If you live in Rochester proper, consider applying for a stormwater garden grant (closed until October for 2023 plantings) where many of the native raingarden friendly plants are also pollinator friendly. If you need ideas, use their map or list functions to find other local gardens you can go look at. This program, currently called “Rochester Garden Grants” is the reincarnation of a project I was involved in back in 2009, as a member of the initial task force for “Realize Rain Gardens Rochester”.

A Twin Cities-centric program that’s applicable to much of Minnesota is called Blue Thumb, and it includes many online resources for pocket plantings, bee lawns, pollinator meadows, and pollinator-friendly trees and shrubs.

And while many of these ideas are more expensive to install, they require less expensive and time-consuming maintenance than a traditional mono-culture lawn, as well as requiring significantly less water.

Changes elsewhere

Los Angeles in particular, and southern California in general, made the news recently, for having new watering rules go into effect for June 2022. With these new rules, now their millions of residents are restricted to a single day of lawn watering per week. Los Angeles is apparently less restrictive, allowing 2 days of lawn watering, but those have to be outside peak evaporation hours of 9 am to 4 pm.

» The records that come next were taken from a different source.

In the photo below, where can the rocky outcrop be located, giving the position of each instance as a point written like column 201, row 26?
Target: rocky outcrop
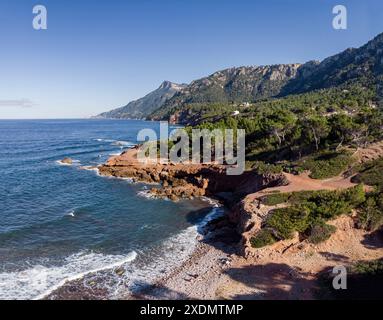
column 189, row 180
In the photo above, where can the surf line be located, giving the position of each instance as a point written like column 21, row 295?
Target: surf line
column 151, row 310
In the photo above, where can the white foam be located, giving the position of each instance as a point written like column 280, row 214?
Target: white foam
column 40, row 280
column 74, row 162
column 115, row 154
column 146, row 194
column 91, row 168
column 70, row 214
column 123, row 143
column 62, row 163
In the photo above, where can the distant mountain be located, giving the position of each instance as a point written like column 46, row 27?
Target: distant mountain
column 250, row 84
column 140, row 108
column 363, row 65
column 243, row 84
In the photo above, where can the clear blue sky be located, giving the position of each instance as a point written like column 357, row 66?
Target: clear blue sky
column 97, row 55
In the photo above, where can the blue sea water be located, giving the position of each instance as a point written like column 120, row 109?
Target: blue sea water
column 61, row 223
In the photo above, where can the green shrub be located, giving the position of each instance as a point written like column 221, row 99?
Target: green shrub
column 370, row 216
column 263, row 238
column 371, row 174
column 320, row 232
column 373, row 267
column 327, row 165
column 276, row 198
column 287, row 220
column 266, row 168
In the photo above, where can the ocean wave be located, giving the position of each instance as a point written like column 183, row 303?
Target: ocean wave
column 40, row 280
column 123, row 144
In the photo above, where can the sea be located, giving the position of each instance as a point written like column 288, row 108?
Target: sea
column 65, row 223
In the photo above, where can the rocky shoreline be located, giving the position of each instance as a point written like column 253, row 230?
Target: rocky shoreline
column 224, row 265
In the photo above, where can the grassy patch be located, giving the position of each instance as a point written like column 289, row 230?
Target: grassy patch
column 327, row 164
column 371, row 173
column 263, row 238
column 320, row 232
column 308, row 212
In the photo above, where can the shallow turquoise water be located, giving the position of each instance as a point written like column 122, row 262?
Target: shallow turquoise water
column 60, row 222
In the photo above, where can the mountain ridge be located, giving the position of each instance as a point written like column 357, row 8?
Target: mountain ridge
column 138, row 109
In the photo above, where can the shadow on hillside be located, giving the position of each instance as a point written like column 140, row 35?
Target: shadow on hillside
column 281, row 282
column 156, row 291
column 273, row 282
column 373, row 240
column 335, row 257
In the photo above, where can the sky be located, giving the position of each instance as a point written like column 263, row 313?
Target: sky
column 98, row 55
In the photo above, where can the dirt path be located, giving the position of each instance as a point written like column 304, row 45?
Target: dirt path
column 304, row 183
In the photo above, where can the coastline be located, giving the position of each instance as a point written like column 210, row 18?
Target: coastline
column 222, row 265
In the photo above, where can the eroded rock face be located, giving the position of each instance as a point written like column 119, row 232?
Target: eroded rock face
column 177, row 181
column 189, row 180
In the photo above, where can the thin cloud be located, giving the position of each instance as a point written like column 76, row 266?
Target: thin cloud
column 20, row 103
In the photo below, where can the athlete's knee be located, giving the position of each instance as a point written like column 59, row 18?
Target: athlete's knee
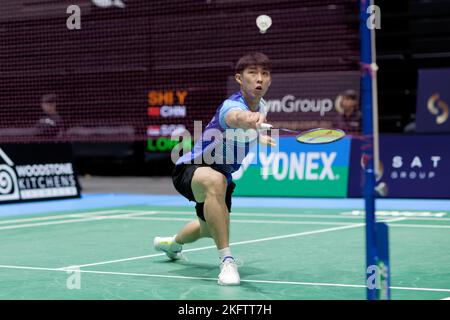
column 216, row 185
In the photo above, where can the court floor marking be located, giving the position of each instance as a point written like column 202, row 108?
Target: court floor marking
column 60, row 216
column 91, row 217
column 299, row 215
column 231, row 244
column 215, row 279
column 95, row 217
column 124, row 213
column 290, row 222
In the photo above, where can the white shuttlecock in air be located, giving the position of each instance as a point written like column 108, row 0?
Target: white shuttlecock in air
column 263, row 22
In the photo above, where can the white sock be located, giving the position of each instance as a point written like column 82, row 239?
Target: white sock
column 175, row 246
column 225, row 254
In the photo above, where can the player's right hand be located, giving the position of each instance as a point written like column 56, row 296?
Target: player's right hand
column 254, row 120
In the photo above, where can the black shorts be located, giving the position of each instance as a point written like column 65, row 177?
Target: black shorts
column 182, row 178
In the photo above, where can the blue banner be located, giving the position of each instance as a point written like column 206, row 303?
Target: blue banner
column 412, row 166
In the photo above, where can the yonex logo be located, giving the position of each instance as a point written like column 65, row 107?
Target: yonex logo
column 9, row 189
column 438, row 108
column 109, row 3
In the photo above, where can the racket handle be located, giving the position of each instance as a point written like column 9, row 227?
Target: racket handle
column 265, row 126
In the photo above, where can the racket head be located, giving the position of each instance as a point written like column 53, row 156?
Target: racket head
column 320, row 136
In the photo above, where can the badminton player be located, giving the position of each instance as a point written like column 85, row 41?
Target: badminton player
column 210, row 186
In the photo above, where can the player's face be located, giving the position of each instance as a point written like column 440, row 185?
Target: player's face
column 254, row 81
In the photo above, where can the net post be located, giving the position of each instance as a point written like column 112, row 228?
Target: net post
column 367, row 146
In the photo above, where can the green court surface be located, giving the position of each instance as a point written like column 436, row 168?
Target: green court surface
column 287, row 254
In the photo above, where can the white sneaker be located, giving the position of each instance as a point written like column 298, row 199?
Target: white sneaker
column 167, row 245
column 229, row 276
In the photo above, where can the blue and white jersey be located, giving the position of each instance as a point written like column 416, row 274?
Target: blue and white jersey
column 220, row 146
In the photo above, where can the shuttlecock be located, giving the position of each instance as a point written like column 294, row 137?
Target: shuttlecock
column 263, row 22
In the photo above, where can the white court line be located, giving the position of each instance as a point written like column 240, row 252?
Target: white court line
column 215, row 279
column 431, row 226
column 133, row 217
column 233, row 244
column 299, row 215
column 137, row 216
column 61, row 216
column 91, row 217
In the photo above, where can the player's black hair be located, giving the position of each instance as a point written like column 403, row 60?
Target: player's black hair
column 253, row 59
column 49, row 98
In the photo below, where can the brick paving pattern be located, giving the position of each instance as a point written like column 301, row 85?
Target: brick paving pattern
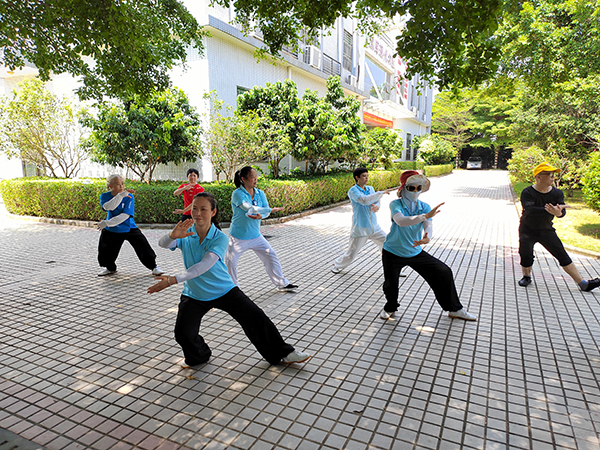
column 90, row 363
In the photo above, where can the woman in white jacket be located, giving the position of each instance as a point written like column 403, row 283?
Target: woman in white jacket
column 249, row 206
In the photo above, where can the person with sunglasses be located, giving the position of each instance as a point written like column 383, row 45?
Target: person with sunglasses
column 365, row 203
column 412, row 228
column 249, row 206
column 541, row 203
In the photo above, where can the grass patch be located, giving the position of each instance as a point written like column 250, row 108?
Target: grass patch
column 580, row 227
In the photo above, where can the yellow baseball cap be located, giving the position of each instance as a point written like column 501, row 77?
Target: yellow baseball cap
column 544, row 167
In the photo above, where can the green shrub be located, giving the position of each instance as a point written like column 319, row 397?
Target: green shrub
column 591, row 182
column 434, row 171
column 410, row 165
column 154, row 203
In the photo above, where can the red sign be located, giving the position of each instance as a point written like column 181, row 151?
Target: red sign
column 372, row 119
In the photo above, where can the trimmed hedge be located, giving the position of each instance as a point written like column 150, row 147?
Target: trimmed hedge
column 154, row 203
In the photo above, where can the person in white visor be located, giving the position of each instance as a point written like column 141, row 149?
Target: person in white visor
column 412, row 228
column 365, row 204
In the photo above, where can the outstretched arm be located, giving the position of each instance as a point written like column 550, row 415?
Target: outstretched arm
column 365, row 199
column 116, row 200
column 113, row 222
column 194, row 271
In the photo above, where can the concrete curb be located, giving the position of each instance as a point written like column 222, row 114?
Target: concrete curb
column 168, row 226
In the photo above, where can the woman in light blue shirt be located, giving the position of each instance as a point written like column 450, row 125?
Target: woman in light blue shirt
column 249, row 206
column 207, row 285
column 412, row 228
column 119, row 227
column 365, row 203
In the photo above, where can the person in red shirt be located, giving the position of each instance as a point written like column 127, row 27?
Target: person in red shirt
column 189, row 190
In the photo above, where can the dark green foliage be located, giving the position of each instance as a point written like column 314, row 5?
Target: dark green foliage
column 591, row 182
column 154, row 202
column 142, row 133
column 119, row 48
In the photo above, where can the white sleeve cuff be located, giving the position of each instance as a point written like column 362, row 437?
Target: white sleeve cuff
column 198, row 269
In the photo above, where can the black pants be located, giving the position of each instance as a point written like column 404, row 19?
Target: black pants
column 549, row 240
column 110, row 245
column 437, row 275
column 258, row 327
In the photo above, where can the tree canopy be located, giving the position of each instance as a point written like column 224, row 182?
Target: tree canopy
column 140, row 134
column 42, row 129
column 446, row 40
column 118, row 48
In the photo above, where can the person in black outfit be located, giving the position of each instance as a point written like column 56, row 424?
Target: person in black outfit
column 541, row 203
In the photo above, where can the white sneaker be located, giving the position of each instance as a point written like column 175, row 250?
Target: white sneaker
column 289, row 288
column 386, row 315
column 295, row 357
column 462, row 314
column 106, row 272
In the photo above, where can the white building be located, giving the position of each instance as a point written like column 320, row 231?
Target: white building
column 367, row 69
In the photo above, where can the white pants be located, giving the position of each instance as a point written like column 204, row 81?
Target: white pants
column 265, row 253
column 354, row 247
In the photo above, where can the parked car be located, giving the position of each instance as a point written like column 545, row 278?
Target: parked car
column 474, row 162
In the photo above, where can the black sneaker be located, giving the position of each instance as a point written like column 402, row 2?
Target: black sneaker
column 289, row 288
column 592, row 284
column 525, row 281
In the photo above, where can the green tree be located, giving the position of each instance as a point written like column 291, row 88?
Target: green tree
column 591, row 182
column 433, row 150
column 42, row 129
column 141, row 134
column 451, row 119
column 328, row 127
column 444, row 41
column 233, row 139
column 118, row 48
column 277, row 105
column 549, row 42
column 380, row 147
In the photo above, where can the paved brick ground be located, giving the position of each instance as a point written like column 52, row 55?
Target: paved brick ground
column 89, row 362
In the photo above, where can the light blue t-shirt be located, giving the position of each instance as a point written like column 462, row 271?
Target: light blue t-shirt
column 242, row 226
column 215, row 282
column 126, row 206
column 401, row 239
column 364, row 221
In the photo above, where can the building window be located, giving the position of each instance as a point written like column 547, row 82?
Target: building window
column 377, row 81
column 241, row 90
column 348, row 51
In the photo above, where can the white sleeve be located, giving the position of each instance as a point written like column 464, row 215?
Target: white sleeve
column 198, row 269
column 404, row 221
column 369, row 199
column 428, row 228
column 115, row 201
column 113, row 222
column 166, row 242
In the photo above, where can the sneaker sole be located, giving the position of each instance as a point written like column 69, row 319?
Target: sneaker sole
column 297, row 362
column 463, row 318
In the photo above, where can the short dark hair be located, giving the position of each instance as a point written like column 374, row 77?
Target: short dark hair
column 242, row 173
column 358, row 172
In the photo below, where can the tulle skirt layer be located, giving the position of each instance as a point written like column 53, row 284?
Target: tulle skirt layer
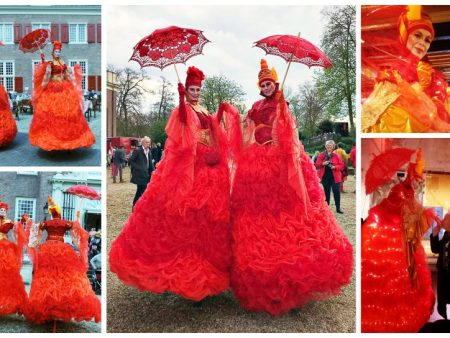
column 58, row 121
column 181, row 247
column 284, row 254
column 12, row 291
column 390, row 300
column 60, row 289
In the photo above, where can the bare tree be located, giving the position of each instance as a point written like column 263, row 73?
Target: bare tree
column 337, row 85
column 131, row 90
column 162, row 108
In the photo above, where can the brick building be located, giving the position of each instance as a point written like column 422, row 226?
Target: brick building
column 27, row 191
column 77, row 27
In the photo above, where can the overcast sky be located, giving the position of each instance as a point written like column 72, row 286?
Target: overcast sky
column 232, row 31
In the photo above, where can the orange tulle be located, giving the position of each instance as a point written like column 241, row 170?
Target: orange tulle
column 390, row 300
column 283, row 256
column 12, row 291
column 8, row 128
column 58, row 121
column 60, row 289
column 178, row 237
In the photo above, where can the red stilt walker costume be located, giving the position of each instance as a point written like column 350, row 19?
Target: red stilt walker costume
column 178, row 237
column 12, row 291
column 58, row 121
column 396, row 292
column 8, row 128
column 288, row 247
column 60, row 289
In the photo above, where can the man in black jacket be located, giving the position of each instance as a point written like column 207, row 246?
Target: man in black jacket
column 141, row 167
column 442, row 248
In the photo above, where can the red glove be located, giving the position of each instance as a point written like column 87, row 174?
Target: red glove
column 222, row 107
column 182, row 106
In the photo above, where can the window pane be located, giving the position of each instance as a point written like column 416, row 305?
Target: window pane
column 72, row 33
column 82, row 30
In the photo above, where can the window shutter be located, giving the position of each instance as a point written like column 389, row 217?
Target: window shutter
column 17, row 32
column 99, row 33
column 54, row 35
column 91, row 82
column 18, row 84
column 64, row 33
column 27, row 28
column 91, row 33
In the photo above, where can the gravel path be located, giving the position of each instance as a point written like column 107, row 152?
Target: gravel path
column 130, row 310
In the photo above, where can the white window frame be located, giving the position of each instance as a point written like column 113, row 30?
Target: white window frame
column 3, row 76
column 40, row 24
column 77, row 34
column 32, row 216
column 2, row 36
column 33, row 67
column 27, row 173
column 84, row 82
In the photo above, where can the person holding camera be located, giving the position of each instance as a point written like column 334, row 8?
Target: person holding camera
column 442, row 247
column 329, row 166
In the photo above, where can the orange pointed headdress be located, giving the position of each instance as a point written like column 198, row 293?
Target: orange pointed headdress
column 53, row 208
column 57, row 45
column 266, row 74
column 414, row 18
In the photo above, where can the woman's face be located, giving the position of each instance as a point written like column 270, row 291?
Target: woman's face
column 419, row 42
column 57, row 53
column 193, row 93
column 267, row 88
column 329, row 147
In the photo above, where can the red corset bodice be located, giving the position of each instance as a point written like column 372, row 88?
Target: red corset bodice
column 205, row 120
column 58, row 70
column 4, row 229
column 263, row 114
column 56, row 229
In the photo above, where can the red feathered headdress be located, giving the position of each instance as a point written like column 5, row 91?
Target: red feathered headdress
column 57, row 45
column 194, row 77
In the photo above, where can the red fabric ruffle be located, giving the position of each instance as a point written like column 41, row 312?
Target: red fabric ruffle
column 13, row 297
column 283, row 257
column 8, row 128
column 60, row 289
column 389, row 301
column 58, row 122
column 178, row 237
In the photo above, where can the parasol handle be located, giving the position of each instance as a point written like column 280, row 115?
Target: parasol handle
column 176, row 71
column 289, row 65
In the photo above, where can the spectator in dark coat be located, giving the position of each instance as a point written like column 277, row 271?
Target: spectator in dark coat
column 118, row 160
column 141, row 167
column 330, row 166
column 442, row 247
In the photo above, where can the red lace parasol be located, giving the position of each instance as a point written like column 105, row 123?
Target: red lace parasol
column 35, row 40
column 385, row 165
column 84, row 191
column 168, row 46
column 294, row 49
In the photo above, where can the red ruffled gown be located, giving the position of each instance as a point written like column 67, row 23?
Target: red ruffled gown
column 58, row 121
column 178, row 237
column 8, row 128
column 288, row 247
column 13, row 296
column 60, row 289
column 391, row 300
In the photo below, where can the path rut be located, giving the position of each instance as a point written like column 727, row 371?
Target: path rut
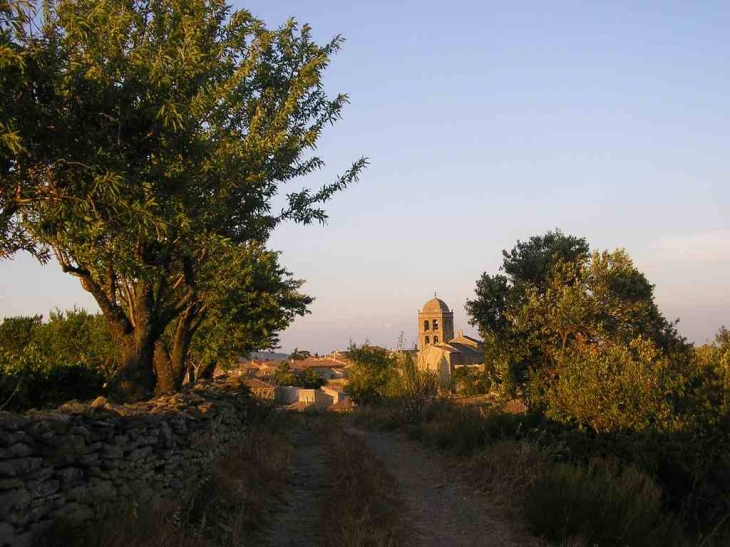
column 296, row 524
column 442, row 509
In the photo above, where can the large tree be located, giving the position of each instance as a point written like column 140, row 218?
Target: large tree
column 246, row 299
column 147, row 134
column 556, row 302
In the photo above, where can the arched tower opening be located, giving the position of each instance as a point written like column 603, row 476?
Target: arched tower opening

If you scroll half-way down the article, there are before and after pictures of a house whose lawn underwent a water-friendly, pollinator-friendly transformation. One of the most common complaints heard about transitioning from a mono-culture lawn to something with more variety is that anything other than lawn looks messy. Besides the fact that environmentally we can’t afford to continue to maintain lawns for both water and biodiversity reasons, personally I don’t think the pictures in this BBC article look messy, nor do any of the native planting photo gallery examples from Blue Thumb (2/3 of the way down the page).

What now?

There’s no point in investing financially for the future if there’s no natural world left in that future to live in. So how are you supporting our natural world in June?